EMBEDDINGS & SEQUENCE MODELING
SECTION A: RECURRENT NEURAL NETWORKS (10 Questions)
Q1: In a vanilla RNN with update rule h(t) = tanh(U·x(t) + V·h(t-1) + b), what is the
primary computational disadvantage during training?
A. The model requires O(T²) memory to store all intermediate hidden states.
B. The forward pass cannot be parallelized across time steps due to sequential
dependency. [CORRECT]
C. The backward pass can be fully parallelized using modern GPU architectures.
D. The number of parameters scales linearly with sequence length T.
Correct Answer: B
Rationale: Correct because the hidden state h(t) depends on h(t-1), forcing
sequential computation with runtime O(T) that cannot be parallelized across the
time dimension.
Q2: A vanilla RNN is trained on sequences of length T=100. Analysis shows that
gradients with respect to early time step inputs are approximately zero. What is
the most likely cause?
A. The learning rate is too high, causing gradient descent to oscillate.

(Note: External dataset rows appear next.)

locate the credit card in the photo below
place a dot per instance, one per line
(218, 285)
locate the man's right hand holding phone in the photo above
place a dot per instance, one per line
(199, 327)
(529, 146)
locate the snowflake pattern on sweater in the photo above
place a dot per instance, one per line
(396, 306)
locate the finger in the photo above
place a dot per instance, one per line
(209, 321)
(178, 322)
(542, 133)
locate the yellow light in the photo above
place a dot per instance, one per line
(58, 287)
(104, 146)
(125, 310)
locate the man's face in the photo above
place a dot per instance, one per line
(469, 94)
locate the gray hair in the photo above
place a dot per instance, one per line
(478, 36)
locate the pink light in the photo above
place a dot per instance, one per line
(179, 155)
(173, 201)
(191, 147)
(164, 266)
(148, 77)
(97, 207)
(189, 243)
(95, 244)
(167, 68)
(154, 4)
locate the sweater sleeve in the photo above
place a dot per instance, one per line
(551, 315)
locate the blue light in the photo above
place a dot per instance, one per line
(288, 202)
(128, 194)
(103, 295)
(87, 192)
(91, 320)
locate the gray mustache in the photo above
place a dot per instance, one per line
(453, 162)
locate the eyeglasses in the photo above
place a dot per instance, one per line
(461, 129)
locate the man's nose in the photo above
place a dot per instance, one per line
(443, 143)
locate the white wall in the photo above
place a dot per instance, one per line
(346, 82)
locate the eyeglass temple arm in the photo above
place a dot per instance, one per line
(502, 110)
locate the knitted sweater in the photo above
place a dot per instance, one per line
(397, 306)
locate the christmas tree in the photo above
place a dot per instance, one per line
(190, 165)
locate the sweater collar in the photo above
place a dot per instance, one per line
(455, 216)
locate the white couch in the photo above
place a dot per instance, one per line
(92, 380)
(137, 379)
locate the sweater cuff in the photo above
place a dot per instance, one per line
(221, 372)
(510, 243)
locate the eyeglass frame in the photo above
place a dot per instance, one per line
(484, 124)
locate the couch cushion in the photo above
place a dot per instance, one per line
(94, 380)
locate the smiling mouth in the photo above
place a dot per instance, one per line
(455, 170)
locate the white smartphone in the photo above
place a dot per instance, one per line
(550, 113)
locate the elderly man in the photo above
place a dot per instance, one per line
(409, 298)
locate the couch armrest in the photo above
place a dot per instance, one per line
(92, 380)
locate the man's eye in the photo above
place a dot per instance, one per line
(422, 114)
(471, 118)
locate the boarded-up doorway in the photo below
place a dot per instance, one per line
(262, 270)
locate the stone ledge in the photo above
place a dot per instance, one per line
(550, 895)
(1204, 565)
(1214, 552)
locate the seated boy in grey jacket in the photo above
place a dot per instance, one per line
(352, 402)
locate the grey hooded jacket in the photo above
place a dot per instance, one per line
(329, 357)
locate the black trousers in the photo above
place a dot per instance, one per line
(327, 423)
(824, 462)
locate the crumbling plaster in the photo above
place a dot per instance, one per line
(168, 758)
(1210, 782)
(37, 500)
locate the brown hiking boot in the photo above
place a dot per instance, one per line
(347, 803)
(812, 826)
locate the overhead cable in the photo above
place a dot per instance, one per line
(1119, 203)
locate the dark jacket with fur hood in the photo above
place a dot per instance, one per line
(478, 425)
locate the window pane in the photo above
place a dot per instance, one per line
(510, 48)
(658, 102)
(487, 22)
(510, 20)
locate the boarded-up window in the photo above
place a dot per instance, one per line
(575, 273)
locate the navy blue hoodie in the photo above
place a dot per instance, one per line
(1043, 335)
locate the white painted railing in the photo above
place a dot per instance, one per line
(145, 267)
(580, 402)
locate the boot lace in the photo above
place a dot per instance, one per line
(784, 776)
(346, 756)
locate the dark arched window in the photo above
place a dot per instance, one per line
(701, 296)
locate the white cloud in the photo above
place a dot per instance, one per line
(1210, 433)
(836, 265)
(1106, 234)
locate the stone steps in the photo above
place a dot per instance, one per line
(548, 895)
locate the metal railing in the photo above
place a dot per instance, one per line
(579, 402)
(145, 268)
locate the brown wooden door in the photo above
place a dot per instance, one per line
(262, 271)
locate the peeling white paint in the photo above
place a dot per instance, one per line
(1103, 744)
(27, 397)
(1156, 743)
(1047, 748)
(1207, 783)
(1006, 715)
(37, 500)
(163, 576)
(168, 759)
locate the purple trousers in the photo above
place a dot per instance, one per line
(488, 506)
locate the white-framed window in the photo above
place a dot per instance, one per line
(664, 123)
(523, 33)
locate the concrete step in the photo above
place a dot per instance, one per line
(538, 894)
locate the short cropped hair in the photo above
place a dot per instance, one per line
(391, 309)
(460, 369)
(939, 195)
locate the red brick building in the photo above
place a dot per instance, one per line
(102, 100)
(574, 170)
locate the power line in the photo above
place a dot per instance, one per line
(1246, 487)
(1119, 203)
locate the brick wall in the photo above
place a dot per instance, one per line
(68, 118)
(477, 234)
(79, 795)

B. The weight matrix V has spectral radius less than 1, causing vanishing
gradients. [CORRECT]
C. The activation function is ReLU rather than tanh.
D. The input dimension is larger than the hidden dimension.
Correct Answer: B
Rationale: Correct because the Jacobian ∂h(t)/∂h(t-1) involves repeated
multiplication by V; when the spectral radius of V is less than 1, gradients decay
exponentially as V^t, producing vanishing gradients for early time steps.
Q3: Which RNN architecture is most appropriate for sentiment classification,
where a single sentiment label must be produced for an input sentence of
variable length?
A. N-to-N architecture with one output per word.
,B. N-to-1 architecture that maps the final hidden state to a single output.
[CORRECT]
C. 1-to-N architecture that generates a sequence from a single input vector.
D. Encoder-decoder with attention over all intermediate states.
Correct Answer: B
Rationale: Correct because sentiment classification requires mapping a variable-
length input sequence to a single output label, which is precisely the N-to-1
architecture where the final hidden state encodes the entire sequence.
Q4: During training of a vanilla RNN, gradient norms suddenly spike to values
exceeding 1000. Which technique should be applied?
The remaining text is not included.